O presidente interino da Uniesbe-DF, Gleidson de Sá, destaca que apesar de Brasília já ter sido considerada o segundo maior carnaval do país, a capital vem enfrentando problemas de falta de recursos nos últimos tempos.
“Todo ano é a mesma história. Praticamente, as escolas de samba estão fazendo milagre porque o recurso chega em cima da hora”, enfatiza.
O presidente do Bloco das 11, Fábio da Rocha, afirma que o principal objetivo do bloco é se tornar uma escola de samba. “Nossa ideia é descentralizar o Carnaval de Brasília, para que ele também tenha importância em áreas como Estrutural, Taguatinga, Ceilândia, São Sebastião e também para as regiões do Norte, como Sobradinho e Planaltina”, pontua.

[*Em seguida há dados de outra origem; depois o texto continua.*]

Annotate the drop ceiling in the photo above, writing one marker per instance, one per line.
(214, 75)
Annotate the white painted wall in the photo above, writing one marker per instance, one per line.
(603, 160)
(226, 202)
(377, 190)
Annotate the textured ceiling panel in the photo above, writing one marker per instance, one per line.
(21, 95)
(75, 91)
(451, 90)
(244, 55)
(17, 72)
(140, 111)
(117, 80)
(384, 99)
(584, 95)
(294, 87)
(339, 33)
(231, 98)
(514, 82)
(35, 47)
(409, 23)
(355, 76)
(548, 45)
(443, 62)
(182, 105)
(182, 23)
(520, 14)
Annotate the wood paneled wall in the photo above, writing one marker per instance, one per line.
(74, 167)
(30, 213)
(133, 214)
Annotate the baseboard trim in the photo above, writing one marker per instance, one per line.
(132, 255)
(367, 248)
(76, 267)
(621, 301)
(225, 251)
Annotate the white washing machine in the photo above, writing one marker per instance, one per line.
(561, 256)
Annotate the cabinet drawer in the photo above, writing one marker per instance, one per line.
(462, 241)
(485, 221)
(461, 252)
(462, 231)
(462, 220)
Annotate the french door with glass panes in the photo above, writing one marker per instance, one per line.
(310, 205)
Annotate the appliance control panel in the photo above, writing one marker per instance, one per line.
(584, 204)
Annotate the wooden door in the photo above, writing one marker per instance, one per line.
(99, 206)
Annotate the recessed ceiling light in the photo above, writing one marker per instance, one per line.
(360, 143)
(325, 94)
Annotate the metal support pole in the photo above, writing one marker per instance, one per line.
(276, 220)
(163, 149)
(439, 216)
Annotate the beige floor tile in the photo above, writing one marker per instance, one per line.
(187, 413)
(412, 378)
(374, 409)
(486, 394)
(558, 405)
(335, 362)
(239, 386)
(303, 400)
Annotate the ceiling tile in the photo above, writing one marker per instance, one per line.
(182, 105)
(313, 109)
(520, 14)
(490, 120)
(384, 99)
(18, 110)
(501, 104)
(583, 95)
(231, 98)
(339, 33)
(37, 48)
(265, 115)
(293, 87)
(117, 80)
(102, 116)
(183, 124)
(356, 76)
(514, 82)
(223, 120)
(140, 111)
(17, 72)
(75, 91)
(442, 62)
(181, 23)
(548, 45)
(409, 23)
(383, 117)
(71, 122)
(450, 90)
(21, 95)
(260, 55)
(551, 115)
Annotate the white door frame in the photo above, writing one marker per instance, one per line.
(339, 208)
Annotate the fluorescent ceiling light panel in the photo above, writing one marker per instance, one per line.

Fábio da Rocha menciona que, desde 2012, o Carnaval é realizado na Estrutural com a ajuda da própria comunidade. “Hoje, afirmo que o maior evento cultural que acontece lá é o Carnaval. É bem organizado, mesmo com o pouco recurso que chega até nós e pelo pouco tempo que é dado. Então nos desdobramos para conseguir alguns parceiros e envolvemos toda a cidade”, afirma.
Gleidson de Sá relembra que o calendário para os desfiles das escolas de samba previsto pela Secretaria de Cultura, é para os dias 27 e 28 de fevereiro e 1º de março.
“Acredito que se houvesse investimento, política pública correta e previsibilidade de datas, as escolas de samba de Brasília teriam potencial para ser grandes. E, com mais notoriedade, elas trariam renda para a cidade. Para tudo isso acontecer aqui em Brasília, precisamos de apoio”, reforça.